The struggle tends to revolve around a tension between faith and science. Can you be a Christian without believing God created everything in 6 days? What if you don’t even buy that those days represent six geological eras (after all, the sun appears after the earth and its vegetation)? What if you struggle to believe a man named Noah got two of every kind of animal onto a big boat?

Some people and groups will tell you that you can’t be a Christian – or at the least that you don’t have enough faith – if you don’t believe these things. Some simply reject science in favor of whatever the Bible “literally says.” Some have come up with clever ways to show that the Bible and science are compatible.*

At the end of the day, though, even the most loyal biblical literalists fail to believe the Bible literally. None of them believe that Jesus was a literal vine, or that his disciples were branches, even though Jesus referred to them that way. Few, if any, believe that the rivers literally clapped their hands or that the mountains and trees sang for joy, even though we see those things happening in the psalms.

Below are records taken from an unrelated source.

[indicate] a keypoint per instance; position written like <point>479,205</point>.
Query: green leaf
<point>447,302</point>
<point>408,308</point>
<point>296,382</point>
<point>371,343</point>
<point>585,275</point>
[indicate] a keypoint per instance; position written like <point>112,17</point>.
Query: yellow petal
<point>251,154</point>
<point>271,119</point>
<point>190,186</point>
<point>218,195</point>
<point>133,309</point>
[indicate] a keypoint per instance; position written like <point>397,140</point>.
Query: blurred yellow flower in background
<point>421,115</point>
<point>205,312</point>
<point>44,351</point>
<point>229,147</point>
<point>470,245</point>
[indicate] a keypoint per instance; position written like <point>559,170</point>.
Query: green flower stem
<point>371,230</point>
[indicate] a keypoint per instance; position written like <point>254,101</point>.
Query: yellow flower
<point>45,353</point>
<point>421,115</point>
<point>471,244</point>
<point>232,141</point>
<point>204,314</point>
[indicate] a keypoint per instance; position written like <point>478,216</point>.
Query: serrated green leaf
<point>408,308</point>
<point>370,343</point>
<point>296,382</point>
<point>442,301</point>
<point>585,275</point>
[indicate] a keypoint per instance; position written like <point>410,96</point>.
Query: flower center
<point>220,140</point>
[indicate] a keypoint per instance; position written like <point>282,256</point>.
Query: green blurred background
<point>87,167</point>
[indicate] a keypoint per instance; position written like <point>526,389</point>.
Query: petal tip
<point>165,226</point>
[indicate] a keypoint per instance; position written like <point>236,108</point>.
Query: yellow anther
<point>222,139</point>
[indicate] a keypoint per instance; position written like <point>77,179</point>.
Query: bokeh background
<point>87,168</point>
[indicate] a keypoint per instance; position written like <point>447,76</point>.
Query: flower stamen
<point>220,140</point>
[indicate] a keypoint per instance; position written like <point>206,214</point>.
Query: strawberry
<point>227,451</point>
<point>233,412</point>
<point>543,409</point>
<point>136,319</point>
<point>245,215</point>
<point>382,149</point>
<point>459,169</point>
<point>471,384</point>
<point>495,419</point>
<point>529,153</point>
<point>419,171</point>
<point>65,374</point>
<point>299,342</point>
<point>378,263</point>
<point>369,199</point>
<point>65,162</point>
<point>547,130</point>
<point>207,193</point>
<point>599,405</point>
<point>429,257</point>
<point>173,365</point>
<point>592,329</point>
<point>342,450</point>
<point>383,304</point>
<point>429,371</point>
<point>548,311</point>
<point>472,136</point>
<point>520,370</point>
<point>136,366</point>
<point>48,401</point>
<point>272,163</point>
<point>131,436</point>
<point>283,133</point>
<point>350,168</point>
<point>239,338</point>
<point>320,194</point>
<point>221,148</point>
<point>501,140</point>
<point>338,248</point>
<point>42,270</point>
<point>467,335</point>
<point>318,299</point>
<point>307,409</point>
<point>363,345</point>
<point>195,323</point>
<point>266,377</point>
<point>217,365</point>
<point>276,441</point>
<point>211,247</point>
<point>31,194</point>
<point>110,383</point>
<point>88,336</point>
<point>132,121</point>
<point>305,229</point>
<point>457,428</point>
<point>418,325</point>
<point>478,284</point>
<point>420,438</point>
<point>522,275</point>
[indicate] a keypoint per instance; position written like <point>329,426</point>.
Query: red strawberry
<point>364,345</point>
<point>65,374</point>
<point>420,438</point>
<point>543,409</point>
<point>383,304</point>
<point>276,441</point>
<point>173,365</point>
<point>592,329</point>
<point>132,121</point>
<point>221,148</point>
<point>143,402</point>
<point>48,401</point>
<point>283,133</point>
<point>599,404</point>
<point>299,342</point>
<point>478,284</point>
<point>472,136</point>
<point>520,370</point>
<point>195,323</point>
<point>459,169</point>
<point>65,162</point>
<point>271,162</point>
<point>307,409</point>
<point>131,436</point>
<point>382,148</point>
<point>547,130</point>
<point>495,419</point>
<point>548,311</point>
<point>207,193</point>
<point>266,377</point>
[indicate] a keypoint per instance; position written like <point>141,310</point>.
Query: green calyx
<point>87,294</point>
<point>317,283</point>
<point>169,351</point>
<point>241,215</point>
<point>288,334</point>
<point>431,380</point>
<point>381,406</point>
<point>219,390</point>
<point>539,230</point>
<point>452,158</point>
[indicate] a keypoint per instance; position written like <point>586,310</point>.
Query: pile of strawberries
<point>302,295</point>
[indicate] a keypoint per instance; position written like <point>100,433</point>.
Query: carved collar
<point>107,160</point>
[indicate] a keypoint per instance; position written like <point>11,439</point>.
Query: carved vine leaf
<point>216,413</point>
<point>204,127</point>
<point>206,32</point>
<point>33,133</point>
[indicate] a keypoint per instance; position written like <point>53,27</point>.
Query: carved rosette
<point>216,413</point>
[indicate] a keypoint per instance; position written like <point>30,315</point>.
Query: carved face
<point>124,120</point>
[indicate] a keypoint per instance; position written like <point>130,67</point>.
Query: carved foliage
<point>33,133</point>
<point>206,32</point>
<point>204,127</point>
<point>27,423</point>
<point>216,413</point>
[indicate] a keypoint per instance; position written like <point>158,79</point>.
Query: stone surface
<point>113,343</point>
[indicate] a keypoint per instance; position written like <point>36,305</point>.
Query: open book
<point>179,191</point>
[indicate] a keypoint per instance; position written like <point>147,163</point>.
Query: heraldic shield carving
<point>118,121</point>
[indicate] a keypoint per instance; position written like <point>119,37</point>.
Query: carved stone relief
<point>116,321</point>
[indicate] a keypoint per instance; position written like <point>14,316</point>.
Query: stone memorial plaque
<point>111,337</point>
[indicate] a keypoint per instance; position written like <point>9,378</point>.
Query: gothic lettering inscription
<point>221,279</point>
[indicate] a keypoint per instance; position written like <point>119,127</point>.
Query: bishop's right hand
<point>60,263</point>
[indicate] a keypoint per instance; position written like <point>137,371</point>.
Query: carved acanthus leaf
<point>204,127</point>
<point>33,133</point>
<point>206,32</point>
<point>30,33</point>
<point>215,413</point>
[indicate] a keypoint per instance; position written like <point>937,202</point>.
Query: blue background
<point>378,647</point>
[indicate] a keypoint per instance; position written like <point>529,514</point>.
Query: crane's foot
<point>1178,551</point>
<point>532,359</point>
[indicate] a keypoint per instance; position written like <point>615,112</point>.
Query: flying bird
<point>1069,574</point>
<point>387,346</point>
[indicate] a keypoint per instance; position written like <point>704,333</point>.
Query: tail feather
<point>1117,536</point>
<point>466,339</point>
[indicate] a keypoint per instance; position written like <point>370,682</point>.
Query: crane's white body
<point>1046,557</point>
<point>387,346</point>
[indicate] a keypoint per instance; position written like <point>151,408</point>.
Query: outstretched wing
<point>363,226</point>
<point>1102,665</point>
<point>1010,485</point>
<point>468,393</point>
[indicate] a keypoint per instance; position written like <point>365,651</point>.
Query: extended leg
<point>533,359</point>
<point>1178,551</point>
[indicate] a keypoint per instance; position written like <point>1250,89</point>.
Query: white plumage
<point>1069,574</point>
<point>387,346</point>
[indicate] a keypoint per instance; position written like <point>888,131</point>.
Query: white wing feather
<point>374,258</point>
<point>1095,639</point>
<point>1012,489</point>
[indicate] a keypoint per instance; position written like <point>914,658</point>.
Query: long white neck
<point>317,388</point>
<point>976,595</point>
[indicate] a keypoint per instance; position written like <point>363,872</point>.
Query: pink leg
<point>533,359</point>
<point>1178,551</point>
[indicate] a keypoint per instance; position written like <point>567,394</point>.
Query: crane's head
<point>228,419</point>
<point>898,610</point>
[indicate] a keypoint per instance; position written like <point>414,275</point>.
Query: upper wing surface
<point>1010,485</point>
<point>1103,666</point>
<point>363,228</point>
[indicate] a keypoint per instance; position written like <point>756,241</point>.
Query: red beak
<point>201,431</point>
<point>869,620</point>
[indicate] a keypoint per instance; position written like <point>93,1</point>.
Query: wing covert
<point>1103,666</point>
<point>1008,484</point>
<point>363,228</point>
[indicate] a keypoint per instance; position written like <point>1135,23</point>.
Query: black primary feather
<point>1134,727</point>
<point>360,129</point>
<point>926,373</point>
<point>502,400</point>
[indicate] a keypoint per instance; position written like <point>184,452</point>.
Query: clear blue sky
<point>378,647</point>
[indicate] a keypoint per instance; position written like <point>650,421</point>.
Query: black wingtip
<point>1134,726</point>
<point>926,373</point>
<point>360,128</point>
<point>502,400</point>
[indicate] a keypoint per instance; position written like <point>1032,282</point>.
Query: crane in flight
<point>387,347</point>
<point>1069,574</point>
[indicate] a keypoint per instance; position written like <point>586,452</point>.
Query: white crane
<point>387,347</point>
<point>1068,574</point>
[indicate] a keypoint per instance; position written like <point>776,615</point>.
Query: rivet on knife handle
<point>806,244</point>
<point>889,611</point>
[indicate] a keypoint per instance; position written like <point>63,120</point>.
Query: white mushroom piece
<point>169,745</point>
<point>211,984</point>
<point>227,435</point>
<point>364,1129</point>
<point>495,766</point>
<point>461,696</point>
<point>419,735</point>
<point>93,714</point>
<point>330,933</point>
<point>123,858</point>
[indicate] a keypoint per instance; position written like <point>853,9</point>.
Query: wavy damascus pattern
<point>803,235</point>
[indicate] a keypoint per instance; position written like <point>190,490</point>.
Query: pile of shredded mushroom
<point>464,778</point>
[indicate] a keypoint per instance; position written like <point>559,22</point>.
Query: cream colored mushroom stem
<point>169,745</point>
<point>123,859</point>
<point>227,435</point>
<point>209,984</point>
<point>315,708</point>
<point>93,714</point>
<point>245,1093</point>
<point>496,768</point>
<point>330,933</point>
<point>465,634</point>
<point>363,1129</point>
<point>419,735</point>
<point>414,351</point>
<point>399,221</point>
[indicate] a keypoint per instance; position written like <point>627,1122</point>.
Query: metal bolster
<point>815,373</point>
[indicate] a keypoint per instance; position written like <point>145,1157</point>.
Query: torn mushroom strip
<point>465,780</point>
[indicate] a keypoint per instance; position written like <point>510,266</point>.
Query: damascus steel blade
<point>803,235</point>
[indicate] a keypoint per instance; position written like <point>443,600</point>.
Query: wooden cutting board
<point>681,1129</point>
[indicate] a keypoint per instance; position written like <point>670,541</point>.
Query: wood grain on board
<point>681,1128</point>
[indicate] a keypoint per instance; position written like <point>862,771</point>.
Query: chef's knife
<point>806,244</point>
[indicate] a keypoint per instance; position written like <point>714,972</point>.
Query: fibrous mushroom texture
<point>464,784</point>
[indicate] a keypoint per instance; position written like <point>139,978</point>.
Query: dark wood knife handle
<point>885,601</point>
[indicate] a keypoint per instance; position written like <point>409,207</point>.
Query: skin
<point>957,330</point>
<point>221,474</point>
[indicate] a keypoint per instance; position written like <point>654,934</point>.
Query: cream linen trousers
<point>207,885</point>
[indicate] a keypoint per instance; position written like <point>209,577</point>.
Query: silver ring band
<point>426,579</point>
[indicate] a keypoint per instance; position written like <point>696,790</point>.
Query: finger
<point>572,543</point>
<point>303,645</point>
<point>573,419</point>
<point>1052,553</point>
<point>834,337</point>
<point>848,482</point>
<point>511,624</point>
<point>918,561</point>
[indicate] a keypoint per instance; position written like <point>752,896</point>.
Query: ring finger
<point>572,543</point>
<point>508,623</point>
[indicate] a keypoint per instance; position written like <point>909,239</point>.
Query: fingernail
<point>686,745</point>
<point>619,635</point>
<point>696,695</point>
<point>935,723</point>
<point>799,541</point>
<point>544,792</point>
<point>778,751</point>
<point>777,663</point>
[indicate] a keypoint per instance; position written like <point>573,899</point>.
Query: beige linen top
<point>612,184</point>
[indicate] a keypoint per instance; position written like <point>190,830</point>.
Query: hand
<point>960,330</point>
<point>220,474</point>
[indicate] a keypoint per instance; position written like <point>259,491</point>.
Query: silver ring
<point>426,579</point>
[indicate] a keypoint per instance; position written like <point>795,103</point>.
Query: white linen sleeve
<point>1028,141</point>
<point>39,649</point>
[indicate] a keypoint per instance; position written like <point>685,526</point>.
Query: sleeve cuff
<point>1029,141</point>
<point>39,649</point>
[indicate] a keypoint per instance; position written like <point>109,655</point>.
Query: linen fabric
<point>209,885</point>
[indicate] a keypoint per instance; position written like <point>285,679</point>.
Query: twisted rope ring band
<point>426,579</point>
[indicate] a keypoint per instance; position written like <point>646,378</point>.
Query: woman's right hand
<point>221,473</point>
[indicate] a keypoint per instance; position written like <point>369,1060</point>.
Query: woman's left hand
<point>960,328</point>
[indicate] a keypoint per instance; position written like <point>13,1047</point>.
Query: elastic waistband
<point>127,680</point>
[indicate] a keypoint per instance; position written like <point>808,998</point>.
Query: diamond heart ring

Why don’t we believe Jesus was a literal vine, even if we fully believe the Bible? Because we understand how to read a figure of speech. When someone speaks metaphorically, we don’t have to believe them literally to believe what they’re saying. Actually, we’re likely to totally miss their point if we’re focused on believing them literally.

What if there were big debates among Christians today about whether Jesus was a literal vine? First, we’d look pretty silly and lose a lot of credibility. But second, and even worse, we would miss the real point of Jesus’ statement, “I am the vine; you are the branches. If you remain in me and I in you, you will bear much fruit; apart from me you can do nothing.”

I think much the same has happened in our faith and science debates – particularly regarding the early accounts in the Bible. 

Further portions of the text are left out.